Homework 2
Homework 2
Please remember to include your name and the homework number (this is Homework 2) within the document. Some additional formatting instructions are in the syllabus. To summarize:
- Turn in your homework as a PDF with a filename like
584-Homework-<number>-<your last name>.pdf
, e.g.,584-Homework-03-Smith.pdf
- Use a new page (
\newpage
) for each problem - State which question you are answering and the actual question. Then, start your answer in a new paragraph
- Use environments such as
proof
andtheorem
(via\begin{proof}
…\end{proof}
) - Use 12pt option
\documentclass[12pt]{amsart}
and\linespread{2.4}
.
Please find and use the LaTeX template uploaded to BlackBoard and/or course website.

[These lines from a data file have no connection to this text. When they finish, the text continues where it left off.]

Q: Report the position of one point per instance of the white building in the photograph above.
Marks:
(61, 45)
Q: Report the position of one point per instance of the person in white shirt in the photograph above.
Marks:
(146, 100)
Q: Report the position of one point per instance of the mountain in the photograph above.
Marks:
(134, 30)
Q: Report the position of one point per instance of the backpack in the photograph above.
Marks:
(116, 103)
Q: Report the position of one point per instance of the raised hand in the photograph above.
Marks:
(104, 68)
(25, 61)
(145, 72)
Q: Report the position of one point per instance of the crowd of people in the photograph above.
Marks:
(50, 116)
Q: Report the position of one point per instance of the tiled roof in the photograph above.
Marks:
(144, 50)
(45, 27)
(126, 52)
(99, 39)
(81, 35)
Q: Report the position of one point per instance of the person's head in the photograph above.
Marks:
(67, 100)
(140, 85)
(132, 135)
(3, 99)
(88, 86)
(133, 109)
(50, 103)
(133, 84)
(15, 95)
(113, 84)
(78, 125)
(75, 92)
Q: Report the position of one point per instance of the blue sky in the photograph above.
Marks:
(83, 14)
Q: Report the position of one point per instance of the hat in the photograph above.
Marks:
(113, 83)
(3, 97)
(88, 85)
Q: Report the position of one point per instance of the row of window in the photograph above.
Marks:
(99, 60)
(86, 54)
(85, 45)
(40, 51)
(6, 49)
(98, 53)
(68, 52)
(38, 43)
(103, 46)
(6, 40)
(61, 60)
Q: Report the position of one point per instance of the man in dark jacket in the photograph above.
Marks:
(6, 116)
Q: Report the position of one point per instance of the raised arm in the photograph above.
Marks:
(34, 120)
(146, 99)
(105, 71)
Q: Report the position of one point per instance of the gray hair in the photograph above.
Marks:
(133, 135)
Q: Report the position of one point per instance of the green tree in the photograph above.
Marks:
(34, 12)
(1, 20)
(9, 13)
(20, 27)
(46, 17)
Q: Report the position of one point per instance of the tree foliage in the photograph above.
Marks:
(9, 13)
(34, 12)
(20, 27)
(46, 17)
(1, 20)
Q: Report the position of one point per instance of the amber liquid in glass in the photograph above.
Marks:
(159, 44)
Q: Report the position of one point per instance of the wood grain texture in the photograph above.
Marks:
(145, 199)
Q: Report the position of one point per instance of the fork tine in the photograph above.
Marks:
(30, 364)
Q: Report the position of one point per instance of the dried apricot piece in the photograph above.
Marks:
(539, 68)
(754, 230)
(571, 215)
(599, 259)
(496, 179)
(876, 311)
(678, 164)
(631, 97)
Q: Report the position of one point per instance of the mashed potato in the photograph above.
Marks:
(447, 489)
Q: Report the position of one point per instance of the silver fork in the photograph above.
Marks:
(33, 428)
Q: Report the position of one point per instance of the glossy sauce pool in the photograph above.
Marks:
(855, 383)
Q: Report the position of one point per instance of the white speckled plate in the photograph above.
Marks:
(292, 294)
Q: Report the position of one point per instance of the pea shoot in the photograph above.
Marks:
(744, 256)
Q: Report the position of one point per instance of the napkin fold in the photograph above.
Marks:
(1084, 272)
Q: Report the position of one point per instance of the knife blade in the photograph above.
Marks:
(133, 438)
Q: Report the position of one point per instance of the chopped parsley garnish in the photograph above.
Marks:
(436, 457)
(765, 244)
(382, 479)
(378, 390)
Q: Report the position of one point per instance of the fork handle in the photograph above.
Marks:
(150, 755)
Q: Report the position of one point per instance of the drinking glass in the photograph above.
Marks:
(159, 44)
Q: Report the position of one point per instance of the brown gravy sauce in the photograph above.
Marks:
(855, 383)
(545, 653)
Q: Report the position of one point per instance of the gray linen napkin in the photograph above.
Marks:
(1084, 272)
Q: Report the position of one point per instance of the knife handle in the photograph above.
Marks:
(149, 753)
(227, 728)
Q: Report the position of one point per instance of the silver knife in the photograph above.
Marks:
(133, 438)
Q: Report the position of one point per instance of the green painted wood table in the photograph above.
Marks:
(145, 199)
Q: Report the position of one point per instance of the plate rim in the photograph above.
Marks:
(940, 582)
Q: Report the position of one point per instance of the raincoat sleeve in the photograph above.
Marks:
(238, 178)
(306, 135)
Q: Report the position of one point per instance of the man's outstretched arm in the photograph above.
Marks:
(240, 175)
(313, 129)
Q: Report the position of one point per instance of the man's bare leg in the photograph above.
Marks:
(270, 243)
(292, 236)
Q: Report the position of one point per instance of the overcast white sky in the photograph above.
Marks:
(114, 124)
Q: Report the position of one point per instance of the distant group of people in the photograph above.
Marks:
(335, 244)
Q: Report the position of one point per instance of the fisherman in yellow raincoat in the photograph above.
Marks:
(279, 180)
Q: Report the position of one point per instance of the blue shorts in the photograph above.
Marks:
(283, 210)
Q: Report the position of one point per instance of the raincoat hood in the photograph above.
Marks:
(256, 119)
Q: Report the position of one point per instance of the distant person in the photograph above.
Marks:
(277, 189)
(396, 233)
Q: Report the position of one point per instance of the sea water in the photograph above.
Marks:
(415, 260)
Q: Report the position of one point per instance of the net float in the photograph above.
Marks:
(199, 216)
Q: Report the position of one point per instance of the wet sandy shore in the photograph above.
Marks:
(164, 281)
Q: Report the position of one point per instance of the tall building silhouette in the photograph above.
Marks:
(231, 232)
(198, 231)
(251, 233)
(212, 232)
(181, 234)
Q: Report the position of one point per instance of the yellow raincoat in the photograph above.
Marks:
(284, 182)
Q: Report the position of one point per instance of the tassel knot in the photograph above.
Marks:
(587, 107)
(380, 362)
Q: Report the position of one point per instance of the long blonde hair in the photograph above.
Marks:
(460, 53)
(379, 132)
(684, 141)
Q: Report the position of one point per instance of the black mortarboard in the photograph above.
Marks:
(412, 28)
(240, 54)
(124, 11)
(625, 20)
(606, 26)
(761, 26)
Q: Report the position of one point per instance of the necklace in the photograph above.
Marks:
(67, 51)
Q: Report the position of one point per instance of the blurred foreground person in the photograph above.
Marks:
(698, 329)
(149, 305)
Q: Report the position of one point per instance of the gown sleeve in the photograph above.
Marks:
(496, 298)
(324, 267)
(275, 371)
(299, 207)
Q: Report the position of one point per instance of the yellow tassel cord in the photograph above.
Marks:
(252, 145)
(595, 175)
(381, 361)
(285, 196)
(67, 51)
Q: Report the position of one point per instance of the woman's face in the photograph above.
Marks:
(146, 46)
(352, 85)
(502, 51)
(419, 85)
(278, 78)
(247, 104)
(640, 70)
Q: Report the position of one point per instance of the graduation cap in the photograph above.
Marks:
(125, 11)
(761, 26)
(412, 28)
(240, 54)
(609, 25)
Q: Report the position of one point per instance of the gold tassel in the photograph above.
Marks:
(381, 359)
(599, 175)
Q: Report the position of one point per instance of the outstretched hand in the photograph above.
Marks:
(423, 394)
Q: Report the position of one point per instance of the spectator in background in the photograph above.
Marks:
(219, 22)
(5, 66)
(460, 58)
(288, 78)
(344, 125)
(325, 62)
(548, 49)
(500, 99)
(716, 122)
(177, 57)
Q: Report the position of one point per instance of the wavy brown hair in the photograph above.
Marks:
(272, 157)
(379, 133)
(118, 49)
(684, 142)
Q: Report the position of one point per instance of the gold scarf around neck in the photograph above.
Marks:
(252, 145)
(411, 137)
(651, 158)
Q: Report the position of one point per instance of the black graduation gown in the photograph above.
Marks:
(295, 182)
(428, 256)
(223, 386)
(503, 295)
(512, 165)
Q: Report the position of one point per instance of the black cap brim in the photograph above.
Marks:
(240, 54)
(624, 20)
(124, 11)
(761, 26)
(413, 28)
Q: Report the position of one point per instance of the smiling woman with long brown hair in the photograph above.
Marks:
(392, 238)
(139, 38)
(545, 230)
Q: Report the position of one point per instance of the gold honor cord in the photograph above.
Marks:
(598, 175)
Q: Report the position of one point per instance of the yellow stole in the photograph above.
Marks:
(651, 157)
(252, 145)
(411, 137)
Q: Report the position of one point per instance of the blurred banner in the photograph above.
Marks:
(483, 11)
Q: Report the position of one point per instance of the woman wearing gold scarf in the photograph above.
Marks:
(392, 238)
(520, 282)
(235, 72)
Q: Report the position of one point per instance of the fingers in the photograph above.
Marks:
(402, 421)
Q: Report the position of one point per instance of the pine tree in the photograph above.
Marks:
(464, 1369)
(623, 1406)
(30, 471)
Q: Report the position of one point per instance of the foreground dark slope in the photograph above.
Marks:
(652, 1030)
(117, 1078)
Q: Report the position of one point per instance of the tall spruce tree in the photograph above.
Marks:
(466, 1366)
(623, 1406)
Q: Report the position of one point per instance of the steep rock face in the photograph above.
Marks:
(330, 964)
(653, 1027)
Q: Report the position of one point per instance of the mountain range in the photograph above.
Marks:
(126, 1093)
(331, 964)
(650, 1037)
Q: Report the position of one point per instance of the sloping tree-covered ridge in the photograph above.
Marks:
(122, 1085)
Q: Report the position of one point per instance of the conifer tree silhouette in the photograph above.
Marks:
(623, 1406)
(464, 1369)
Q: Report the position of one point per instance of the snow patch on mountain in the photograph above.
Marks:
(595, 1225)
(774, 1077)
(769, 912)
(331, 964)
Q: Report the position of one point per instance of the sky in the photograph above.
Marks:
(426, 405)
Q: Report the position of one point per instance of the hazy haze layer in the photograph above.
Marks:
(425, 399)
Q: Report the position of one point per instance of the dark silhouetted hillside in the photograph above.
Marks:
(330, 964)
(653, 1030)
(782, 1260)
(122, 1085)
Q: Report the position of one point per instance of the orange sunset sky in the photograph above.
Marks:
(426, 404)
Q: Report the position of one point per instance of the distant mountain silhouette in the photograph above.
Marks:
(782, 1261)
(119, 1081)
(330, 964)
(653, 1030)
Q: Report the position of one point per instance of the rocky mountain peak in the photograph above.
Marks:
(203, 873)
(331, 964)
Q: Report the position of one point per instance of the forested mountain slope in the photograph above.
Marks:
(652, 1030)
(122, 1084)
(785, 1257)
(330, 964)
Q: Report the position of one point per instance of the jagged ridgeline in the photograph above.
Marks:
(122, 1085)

This homework involves exercises from the Hassett textbook.
- A.13 (Appendix A, page 244)
- One of 1.7 or 1.8 (Chapter 1, page 8) (for Exercise 1.8, the relevant example is Example 1.9)
- One of 1.9-1.14*
- Exercise 1.12 should say: Show that at least four of these points are collinear.
Exercise 1.8 is more straightforward than 1.7, and probably 1.10 is more straightforward than then other ones 1.9, 1.11-1.14. (The tricky part is knowing what “ring of \(k\)-valued functions on \(S\)” means. It means functions from the set \(S\) to the field \(k\). Any polynomial \(f\) gives you one of these functions, \(f : S \to k\), where for each point \(P\) in the set \(S\), \(f(P)\) is given by evaluating the polynomial \(f\) at the point \(P\)—in other words, plugging \(P\) into \(f\). If \(S\) has \(m\) points \(P_1,\dotsc,P_m\), then each function gives a vector of values, \( (f(P_1),\dotsc,f(P_m)) \), and we can think of this ring of functions as an \(m\)-dimensional vector space, \(k^m\). Can you see why the mapping from \( P_{n,d} \) to this vector space is a linear map, and how the ideal \(I\) relates to the kernel?)
(I hope that you will at least think a little about all of these problems and solve as many as possible. Turn in the best and/or most interesting ones you are able to solve.)
You are encouraged to work together on the homework!